At Harvard, he was pulled aside and asked to choose a career in academia. Keen to earn a living, he took his MBA and signed up with First Chicago as a loan officer and investment analyst. One important benefit of the job: he met the woman who would become his wife on an elevator at the bank. Bobbie was then a summer intern from Harvard Business School who would use her MBA to work as a consultant for Bain & Co. until becoming director of strategic planning for a small high-tech firm in Boston.
At First Chicago, Bruner discovered not only love but what he loved to do with his job: “unearth new insights and then tell people about them.” That interest, he thought, qualified him to become a journalist, a securities analyst or an academic. The latter field most appealed to Bruner largely because he wanted to teach and write. So he returned to Harvard in 1977 to pursue a doctorate and then headed to Charlottesville, Va., to the Darden School to teach in 1982. It was a decision made with no regret.
DARDEN: WHERE EXCELLENCE IN TEACHING WAS PUT AHEAD OF THE ABSTRACT
Like Harvard, Darden was one of the few business schools to put excellence in teaching ahead of abstract scholarly research.
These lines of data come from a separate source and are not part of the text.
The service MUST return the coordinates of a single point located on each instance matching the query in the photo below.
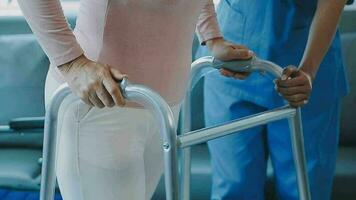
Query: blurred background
(23, 67)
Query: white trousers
(106, 154)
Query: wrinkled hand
(295, 86)
(226, 51)
(94, 83)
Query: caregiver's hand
(94, 83)
(295, 86)
(225, 51)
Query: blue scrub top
(277, 30)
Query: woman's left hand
(295, 86)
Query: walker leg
(171, 172)
(48, 178)
(295, 124)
To this day, you’re far more likely to hear professors in the hallways engaged in passionate discussions about teaching rather than their scholarly research. It was a perfect laboratory for a young professor inspired by some of the most outstanding teachers of his generation. At Darden, professors are committed to what is called “student-centered teaching” where instruction is less about cramming knowledge into people than listening hard to students and guiding them through that knowledge to some form of wisdom.
As Bruner explains it, “Before the teacher even walks into the classroom, he goes through the mental discipline of asking himself ‘where are the students now? What else is going on in their lives? How have my last five classes gone?’ You’re very attentive to the environment and the distractions. The student-centered teacher is less focused on forced feeding than on helping to create an appetite for learning, then serving up appetizers, main courses and juicy desserts to really fill up the student.”
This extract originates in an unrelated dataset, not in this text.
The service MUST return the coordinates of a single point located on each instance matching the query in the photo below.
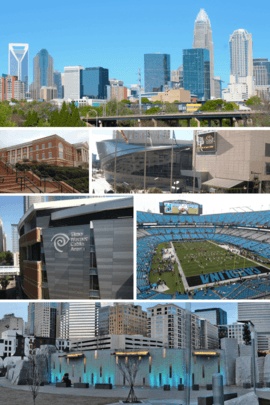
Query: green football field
(205, 257)
(172, 281)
Bruner thrived in Darden’s case study environment as both the consummate teacher and scholar. “Bob is arguably the best case teacher who has ever taught at Darden,” believes Trip Davis, a former MBA student of Bruner’s who is now president of the Darden School Foundation. “There is a remarkable clarity with which you end a Bruner class, and that’s the magic of case study teaching. You go through this 80-minute process of competing ideas and outcomes and this maestro professor brings it together inn the last three to ten minutes. Bob will lean against the sideboard scribbling down the takeaways from the class. The confusion melts away and you walk out with clear lessons.”
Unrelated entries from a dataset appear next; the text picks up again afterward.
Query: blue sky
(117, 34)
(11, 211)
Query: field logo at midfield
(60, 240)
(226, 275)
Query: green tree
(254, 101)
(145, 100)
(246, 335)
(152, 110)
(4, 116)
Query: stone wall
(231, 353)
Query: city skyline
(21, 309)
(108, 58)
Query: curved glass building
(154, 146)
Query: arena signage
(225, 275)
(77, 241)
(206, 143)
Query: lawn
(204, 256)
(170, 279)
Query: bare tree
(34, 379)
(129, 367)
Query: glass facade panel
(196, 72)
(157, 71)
During the two years of the school’s MBA experience, a typical student will labor through 600 different case studies. Each of those cases, believes Bruner, is a practice or rehearsal for the real thing, all in the service of creating the kind of “muscle memory” that allows a violinist to get to Carnegie Hall or an MBA to become a successful business leader. “Those cases form an incredible mosaic of rehearsal, an opportunity for a person to try out all the different dilemmas,” says Bruner. “It’s not a punch list or a script of Arthur Murray dance steps. But it is a rehearsal to actually prepare you for a very volatile and uncertain world. It gives you a sense for how to get through.”